Wie falsche Mails erkennen und was tun?

  • Die Anrede ist in vielen Fällen unpersönlich und lautet „Sehr geehrte/r Kundin/Kunde“.
  • In der Regel geht es um Kontosperrungen, angeblichen Identitätsdiebstahl, Zustimmung zur Datenschutzgrundverordnung, Datenabgleich oder Ähnliches. Die E-Mails machen dem Empfänger entweder gezielt Druck oder versprechen Gewinne und Sonderangebote.
  • Der Text fordert dazu auf, einem Link zu folgen und auf einer Internetseite Daten einzugeben.
  • Die Adresse in der Internetzeile weist häufig Schreibfehler oder Buchstabendreher auf.
  • Keine unerwarteten Anhänge öffnen, sie können Schadsoftware enthalten.
  • Im Zweifel den Berater bei der Sparkasse oder Bank anrufen.

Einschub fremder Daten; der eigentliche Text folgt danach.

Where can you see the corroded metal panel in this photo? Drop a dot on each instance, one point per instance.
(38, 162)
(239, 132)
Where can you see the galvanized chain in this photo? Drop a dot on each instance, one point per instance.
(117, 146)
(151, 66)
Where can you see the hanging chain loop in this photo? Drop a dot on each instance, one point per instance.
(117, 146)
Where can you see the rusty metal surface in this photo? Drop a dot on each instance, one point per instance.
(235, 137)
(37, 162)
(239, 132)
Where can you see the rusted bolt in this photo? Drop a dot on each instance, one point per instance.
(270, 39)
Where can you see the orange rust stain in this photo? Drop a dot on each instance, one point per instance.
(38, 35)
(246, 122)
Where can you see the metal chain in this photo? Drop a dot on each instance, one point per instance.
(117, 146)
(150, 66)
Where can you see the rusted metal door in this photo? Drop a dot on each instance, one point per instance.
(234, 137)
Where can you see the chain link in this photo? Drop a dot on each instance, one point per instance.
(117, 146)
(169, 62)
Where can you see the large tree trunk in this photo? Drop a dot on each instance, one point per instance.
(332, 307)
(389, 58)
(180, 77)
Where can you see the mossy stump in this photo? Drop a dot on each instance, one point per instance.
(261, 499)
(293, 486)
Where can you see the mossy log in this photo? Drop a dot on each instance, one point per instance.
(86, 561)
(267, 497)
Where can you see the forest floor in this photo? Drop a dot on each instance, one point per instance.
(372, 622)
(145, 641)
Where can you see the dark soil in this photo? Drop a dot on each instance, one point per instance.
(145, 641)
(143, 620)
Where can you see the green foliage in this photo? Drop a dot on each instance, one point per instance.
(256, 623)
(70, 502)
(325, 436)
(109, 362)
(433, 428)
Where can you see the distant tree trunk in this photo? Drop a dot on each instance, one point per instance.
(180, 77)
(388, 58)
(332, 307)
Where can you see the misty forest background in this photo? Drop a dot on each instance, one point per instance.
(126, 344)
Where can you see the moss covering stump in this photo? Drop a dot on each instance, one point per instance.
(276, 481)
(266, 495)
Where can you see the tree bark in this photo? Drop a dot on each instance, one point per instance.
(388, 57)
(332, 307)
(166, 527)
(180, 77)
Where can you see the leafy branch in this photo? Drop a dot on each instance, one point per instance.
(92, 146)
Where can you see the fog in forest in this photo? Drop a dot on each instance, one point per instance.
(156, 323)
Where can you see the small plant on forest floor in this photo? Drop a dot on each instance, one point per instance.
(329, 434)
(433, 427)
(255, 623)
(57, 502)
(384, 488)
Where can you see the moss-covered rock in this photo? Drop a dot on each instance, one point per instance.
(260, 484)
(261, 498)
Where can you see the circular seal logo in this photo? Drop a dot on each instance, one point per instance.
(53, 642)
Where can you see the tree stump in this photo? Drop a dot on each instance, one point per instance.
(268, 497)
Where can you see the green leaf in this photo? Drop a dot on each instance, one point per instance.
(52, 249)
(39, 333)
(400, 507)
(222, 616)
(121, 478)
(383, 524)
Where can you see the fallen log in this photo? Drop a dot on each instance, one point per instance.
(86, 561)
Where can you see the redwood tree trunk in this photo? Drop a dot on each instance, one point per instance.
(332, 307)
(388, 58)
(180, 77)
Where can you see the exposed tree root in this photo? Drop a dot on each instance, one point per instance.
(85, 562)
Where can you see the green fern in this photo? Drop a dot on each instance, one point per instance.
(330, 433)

In allen 40 Fällen konnte Schaden komplett von den Kunden abgewendet werden, sagt Marcus Herrmann, der stellvertretende Unternehmenssprecher. Damit das auch künftig so ist, rät er: "Stellen Kunden einen Betrug fest, sollen sie sofort, auch am Wochenende, anrufen. Unter 0351 4550 wird ihnen sofort geholfen."

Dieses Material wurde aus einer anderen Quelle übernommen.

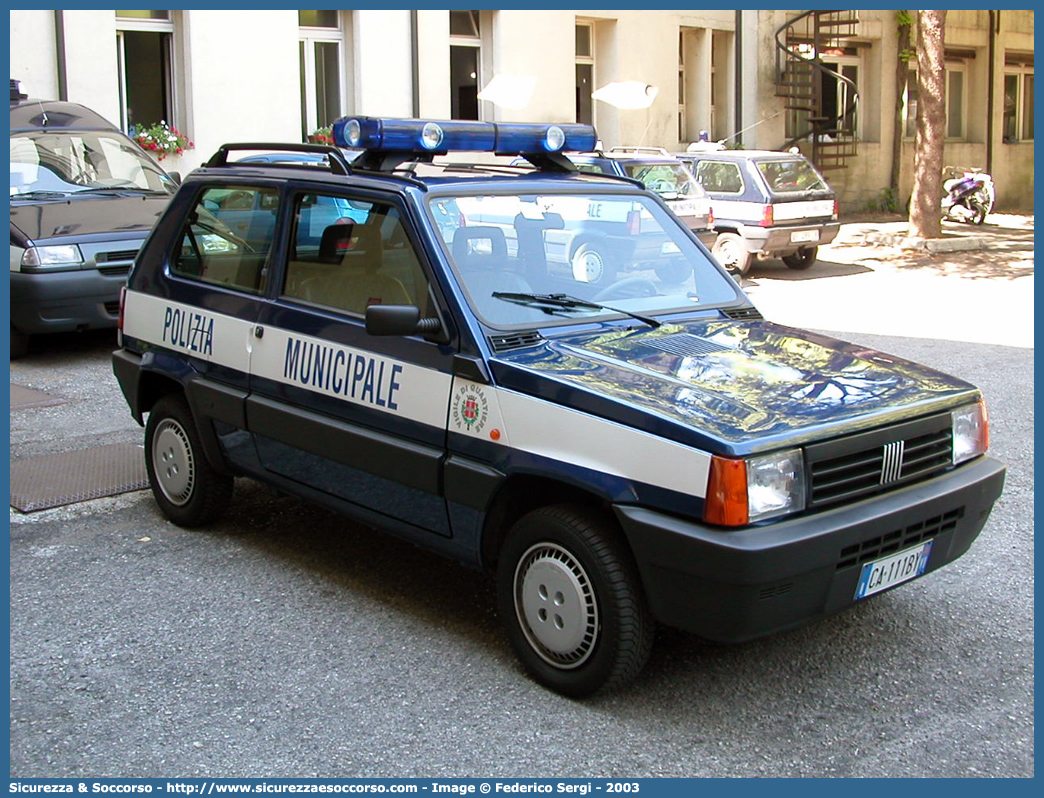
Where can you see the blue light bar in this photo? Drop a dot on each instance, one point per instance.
(516, 139)
(422, 136)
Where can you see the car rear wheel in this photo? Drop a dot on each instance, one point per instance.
(802, 259)
(572, 603)
(189, 491)
(732, 253)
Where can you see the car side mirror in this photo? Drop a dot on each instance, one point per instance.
(399, 320)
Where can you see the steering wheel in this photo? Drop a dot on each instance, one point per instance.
(629, 287)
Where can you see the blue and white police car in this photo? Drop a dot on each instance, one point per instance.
(620, 446)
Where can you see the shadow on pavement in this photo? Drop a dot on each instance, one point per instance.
(776, 270)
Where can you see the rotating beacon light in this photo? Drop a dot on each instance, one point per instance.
(421, 136)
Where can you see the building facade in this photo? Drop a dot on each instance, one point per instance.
(280, 75)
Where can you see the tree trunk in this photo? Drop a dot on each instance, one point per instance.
(902, 74)
(926, 204)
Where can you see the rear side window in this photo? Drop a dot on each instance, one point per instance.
(721, 177)
(351, 253)
(227, 239)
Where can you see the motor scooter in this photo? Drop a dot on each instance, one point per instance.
(970, 195)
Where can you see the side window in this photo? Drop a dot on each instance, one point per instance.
(349, 254)
(720, 175)
(228, 237)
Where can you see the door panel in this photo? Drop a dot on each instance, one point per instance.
(360, 418)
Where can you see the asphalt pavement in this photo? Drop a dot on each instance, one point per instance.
(287, 641)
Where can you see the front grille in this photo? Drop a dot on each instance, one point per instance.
(742, 313)
(685, 345)
(515, 341)
(870, 463)
(898, 540)
(111, 257)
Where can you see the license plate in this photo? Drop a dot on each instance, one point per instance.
(893, 570)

Damit es gar nicht erst soweit kommt, gilt: Weder die Ostsächsische Sparkasse Dresden noch andere Banken oder professionelle Internet-Händler bitten ihre Kunden, aus einer E-Mail heraus Internetseiten zu öffnen und dort Kontodaten einzugeben. Die Sparkasse bittet, ihr verdächtige Mails an die Sparkasse weiterzuleiten. Sie werden dann geprüft und es wird versucht, die weitere Verbreitung bestmöglich zu verhindern.